Reputation: 2610
I created the following cli in order to delete the logs with date format that oldest then 500 min
date format is:
data-node.log.xxxx-xx-xx-[1-10]
the cli that should removed the logs
find /var/log/test/ -type f -mmin +500 -regextype sed -regex '.*\.log\.[0-9]\{4\}-[0-9]\{2\}-[0-9]\{2\}-[0-9]\{2,10\}$' -delete
as we can see the logs still exists
ls -l /var/log/test/
-rw-r--r-- 1 root root 0 10:02 data-node.log.2019-12-14
-rw-r--r-- 1 root root 0 10:02 data-node.log.2019-12-15
-rw-r--r-- 1 root root 0 10:02 data-node.log.2019-06-16
-rw-r--r-- 1 root root 0 10:02 data-node.log.2020-01-17
-rw-r--r-- 1 root root 0 10:05 data-node.log.2020-01-1723
-rw-r--r-- 1 root root 0 10:05 data-node.log.2020-01-172334
-rw-r--r-- 1 root root 0 10:05 data-node.log.2020-01-17233434
-rw-r--r-- 1 root root 0 10:05 data-node.log.2020-01-1723343434
where I am wrong?
Upvotes: 1
Views: 255
Reputation: 129
You made two logical errors, while composing your regex:
1. '.*.log.[0-9]{4}-[0-9]{2}-[0-9]{2} - [0-9]{2,10}$ This minus will not exist.
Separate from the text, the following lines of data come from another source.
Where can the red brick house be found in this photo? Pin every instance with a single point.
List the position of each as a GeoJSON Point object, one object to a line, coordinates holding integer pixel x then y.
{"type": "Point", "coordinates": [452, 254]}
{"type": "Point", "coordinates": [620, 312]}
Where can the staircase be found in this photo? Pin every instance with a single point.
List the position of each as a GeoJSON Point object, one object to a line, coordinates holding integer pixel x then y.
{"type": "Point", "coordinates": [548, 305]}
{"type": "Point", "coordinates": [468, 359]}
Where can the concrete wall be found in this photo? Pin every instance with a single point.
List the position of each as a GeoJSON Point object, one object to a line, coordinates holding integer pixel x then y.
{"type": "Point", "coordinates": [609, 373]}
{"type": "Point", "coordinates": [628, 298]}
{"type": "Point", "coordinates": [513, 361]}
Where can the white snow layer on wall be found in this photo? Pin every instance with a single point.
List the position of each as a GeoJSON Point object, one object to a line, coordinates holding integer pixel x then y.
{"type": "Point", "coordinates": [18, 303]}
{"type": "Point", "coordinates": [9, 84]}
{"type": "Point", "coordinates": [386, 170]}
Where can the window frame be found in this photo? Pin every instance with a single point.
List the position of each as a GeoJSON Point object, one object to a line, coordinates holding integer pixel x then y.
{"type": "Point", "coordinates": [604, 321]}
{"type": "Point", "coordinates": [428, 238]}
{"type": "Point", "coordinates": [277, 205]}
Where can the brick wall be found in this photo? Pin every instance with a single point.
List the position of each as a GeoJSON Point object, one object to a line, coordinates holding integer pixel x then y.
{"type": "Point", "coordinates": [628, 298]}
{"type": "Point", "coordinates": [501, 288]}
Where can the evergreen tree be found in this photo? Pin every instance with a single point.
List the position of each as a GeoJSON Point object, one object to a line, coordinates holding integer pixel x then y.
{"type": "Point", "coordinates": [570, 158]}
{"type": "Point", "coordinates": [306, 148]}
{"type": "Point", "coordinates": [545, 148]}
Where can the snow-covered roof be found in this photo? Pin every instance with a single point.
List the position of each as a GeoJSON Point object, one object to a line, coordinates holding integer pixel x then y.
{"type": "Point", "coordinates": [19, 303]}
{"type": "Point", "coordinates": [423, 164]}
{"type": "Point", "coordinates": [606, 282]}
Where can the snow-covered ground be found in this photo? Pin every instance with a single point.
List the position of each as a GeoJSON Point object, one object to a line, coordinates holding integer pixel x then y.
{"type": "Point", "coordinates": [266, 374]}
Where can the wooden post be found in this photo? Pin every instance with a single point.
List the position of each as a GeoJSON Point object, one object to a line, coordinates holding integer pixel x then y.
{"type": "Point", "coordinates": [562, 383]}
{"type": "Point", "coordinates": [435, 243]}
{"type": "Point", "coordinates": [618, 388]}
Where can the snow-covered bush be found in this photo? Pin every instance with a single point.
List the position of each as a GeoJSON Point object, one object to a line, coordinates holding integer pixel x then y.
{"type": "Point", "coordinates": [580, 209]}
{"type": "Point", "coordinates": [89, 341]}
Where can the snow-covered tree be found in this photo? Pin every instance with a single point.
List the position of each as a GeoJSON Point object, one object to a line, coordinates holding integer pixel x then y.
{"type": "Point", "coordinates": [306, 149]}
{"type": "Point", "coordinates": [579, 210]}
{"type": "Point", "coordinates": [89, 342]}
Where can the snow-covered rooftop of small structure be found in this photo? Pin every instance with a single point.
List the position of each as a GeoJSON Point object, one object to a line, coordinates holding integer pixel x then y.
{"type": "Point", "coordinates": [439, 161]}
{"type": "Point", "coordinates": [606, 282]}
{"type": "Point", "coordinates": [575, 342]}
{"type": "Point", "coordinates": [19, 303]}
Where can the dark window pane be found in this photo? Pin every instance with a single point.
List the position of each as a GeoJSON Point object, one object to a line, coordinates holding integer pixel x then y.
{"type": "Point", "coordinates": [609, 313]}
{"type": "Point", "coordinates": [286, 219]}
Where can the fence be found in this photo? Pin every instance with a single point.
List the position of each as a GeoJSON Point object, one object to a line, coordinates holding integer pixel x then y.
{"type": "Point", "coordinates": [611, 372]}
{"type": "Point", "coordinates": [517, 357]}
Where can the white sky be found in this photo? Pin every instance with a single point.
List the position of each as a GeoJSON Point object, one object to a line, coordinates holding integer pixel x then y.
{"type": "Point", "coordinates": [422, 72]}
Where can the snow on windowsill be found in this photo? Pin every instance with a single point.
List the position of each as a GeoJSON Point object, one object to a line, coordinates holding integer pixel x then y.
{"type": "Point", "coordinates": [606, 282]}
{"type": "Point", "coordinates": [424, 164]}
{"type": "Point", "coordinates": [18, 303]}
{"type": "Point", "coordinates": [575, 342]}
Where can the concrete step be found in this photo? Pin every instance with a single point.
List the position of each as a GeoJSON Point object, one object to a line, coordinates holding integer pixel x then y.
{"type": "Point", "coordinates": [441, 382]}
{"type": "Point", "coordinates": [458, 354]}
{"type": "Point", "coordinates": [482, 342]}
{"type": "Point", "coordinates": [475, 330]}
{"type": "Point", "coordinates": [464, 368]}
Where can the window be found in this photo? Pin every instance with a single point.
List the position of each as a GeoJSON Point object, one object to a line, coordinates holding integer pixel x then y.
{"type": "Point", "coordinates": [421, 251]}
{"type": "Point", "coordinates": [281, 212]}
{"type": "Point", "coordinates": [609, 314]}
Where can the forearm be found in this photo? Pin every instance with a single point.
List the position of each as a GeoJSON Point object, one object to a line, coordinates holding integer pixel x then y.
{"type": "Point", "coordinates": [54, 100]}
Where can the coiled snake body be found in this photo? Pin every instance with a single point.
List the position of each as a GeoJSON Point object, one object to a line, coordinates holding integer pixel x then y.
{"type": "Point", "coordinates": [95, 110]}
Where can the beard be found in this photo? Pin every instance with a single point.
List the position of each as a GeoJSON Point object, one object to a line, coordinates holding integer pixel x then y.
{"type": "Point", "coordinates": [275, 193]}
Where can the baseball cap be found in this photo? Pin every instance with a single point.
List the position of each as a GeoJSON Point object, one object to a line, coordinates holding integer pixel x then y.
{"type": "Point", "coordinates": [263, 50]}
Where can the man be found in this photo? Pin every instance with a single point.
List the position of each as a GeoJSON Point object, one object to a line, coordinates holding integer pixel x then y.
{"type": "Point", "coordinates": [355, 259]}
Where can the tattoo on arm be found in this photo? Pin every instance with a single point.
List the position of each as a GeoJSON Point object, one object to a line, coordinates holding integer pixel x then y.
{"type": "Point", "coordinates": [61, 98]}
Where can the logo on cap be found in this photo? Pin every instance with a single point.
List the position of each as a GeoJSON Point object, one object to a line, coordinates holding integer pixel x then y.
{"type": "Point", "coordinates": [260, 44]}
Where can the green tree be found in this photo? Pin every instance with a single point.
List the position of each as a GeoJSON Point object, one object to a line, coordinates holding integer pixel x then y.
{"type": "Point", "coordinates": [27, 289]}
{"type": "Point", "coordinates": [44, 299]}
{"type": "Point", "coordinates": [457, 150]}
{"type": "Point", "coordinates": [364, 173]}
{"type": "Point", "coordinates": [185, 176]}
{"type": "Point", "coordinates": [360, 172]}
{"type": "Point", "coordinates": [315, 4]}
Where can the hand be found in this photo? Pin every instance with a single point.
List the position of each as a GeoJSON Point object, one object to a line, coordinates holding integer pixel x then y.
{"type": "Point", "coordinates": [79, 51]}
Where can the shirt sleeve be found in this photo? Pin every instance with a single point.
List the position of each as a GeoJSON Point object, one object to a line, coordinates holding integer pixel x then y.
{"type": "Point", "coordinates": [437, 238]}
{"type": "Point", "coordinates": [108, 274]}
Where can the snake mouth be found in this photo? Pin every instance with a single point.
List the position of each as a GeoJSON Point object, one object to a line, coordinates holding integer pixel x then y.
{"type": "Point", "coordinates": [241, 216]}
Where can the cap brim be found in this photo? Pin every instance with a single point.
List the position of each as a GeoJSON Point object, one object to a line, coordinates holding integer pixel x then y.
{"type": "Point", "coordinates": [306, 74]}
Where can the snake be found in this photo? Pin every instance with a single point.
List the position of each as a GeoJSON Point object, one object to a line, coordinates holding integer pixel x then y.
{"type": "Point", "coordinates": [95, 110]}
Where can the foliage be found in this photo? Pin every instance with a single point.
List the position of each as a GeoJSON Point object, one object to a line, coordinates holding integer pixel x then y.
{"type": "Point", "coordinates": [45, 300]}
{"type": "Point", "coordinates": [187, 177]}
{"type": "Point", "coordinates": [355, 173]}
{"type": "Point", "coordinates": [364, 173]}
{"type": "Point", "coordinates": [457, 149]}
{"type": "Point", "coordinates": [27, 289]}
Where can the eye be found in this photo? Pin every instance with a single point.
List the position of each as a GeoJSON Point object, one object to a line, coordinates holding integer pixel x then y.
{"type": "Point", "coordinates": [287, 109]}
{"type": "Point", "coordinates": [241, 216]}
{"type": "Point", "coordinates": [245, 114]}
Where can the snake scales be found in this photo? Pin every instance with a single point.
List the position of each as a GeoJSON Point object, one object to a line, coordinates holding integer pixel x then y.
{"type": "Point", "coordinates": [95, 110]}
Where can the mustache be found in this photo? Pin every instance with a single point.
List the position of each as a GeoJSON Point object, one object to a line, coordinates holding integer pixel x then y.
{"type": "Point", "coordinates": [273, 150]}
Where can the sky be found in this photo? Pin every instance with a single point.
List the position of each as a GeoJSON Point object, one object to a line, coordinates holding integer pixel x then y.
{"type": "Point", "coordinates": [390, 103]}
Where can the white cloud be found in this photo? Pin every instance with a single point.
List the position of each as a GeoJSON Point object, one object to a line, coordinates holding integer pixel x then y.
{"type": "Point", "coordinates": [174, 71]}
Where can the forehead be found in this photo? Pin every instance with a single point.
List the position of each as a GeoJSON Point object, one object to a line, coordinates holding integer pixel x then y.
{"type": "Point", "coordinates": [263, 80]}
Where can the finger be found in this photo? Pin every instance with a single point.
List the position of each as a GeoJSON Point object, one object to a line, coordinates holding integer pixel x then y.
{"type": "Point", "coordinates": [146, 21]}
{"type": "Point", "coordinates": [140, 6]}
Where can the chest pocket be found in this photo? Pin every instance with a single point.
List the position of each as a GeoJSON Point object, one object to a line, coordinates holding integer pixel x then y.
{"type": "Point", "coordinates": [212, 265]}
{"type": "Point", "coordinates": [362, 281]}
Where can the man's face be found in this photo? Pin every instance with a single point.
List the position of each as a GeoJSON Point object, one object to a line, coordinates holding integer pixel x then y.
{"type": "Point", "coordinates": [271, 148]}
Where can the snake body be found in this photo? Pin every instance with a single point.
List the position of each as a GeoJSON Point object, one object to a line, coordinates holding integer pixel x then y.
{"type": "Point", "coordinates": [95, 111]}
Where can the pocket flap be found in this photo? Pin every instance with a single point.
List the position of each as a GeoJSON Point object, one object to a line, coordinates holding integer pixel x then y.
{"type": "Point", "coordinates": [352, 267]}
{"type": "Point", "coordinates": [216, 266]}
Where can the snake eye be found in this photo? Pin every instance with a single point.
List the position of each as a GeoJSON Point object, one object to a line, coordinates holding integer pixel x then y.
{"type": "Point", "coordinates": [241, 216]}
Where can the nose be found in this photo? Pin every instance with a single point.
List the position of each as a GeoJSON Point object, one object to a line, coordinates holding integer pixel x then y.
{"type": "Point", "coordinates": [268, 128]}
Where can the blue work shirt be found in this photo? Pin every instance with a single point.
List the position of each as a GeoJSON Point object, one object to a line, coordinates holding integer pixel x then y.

2. '.*.log.[0-9]{4}-[0-9]{2}-[0-9]{2}-[0-9] {2,10} $ This quantor is wrong. The file names can, but will not necessarily contain 2 upto 10 extra numbers. Therefore the endline $ is wrong, too.
This will work:
find /var/log/test/ -type f -mmin +500 -regextype sed -regex '.*\.log\.[0-9]\{4\}-[0-9]\{2\}-[0-9]\{2\}[0-9]*' -exec rm {} +
Exec + will stack the command with as many filenames possible.
Upvotes: 0
Reputation: 1490
Your regex does not match the files. Change
'.*\.log\.[0-9]\{4\}-[0-9]\{2\}-[0-9]\{2\}-[0-9]\{2,10\}$'
for
'.*\.log\.[0-9]\{4\}-[0-9]\{2\}-[0-9]\{2,10\}$'
since there's no third hyphen (nor fourth date field).